M. Jacqui Alexander is one of the most important theorists of
transnational feminism working today. Pedagogies of Crossing brings
together essays she has written over the past decade, uniting her
incisive critiques, which have had such a profound impact on
feminist, queer, and critical race theories, with some of her more
recent work. In this landmark interdisciplinary volume, Alexander
points to a number of critical imperatives made all the more urgent
by contemporary manifestations of neoimperialism and neocolonialism.

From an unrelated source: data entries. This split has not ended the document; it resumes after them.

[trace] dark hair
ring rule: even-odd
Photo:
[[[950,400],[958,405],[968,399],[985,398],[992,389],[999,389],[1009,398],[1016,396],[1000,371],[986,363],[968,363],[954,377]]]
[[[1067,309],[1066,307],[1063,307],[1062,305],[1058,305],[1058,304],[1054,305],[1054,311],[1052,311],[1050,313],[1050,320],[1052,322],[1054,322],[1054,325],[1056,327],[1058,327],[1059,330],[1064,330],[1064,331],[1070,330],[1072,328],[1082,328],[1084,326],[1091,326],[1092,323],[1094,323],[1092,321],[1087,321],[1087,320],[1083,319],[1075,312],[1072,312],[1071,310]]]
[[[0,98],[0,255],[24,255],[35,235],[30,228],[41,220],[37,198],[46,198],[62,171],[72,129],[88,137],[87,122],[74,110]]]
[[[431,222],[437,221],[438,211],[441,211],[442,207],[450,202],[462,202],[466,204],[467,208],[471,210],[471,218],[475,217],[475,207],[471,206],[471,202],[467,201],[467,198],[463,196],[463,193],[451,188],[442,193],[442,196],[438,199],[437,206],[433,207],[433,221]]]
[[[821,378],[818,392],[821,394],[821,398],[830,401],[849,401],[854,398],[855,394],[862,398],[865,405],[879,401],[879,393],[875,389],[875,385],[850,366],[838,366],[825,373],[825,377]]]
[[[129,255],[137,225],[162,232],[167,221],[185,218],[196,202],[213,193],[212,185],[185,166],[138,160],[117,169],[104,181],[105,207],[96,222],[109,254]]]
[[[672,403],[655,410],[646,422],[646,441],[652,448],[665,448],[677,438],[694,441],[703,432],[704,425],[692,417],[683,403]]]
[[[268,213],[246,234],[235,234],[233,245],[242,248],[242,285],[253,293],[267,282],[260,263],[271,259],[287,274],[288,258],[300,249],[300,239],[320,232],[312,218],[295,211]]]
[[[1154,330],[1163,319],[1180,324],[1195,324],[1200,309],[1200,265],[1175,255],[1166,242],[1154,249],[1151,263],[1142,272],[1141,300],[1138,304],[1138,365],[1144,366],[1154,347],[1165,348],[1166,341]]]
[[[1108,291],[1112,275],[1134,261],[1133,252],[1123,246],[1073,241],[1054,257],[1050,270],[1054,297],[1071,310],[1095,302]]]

Among these are the need for North American feminism and queer
studies to take up transnational frameworks that foreground questions
of colonialism, political economy, and racial formation; for a
thorough re-conceptualization of modernity to account for the
heteronormative regulatory practices of modern state formations; and
for feminists to wrestle with the spiritual dimensions of experience
and the meaning of sacred subjectivity.
In these
meditations, Alexander deftly unites large, often contradictory,
historical processes across time and space. She focuses on the
criminalization of queer communities in both the United States and
the Caribbean in ways that prompt us to rethink how modernity invents
its own traditions; she juxtaposes the political organizing and
consciousness of women workers in global factories in Mexico, the
Caribbean, and Canada with the pressing need for those in the
academic factory to teach for social justice; she reflects on the
limits and failures of liberal pluralism; and she presents original
and compelling arguments that show how and why transgenerational
memory is an indispensable spiritual practice within differently
constituted women-of-color communities as it operates as a powerful
antidote to oppression. In this multifaceted, visionary book,
Alexander maps the terrain of alternative histories and offers new
forms of knowledge with which to mold alternative futures.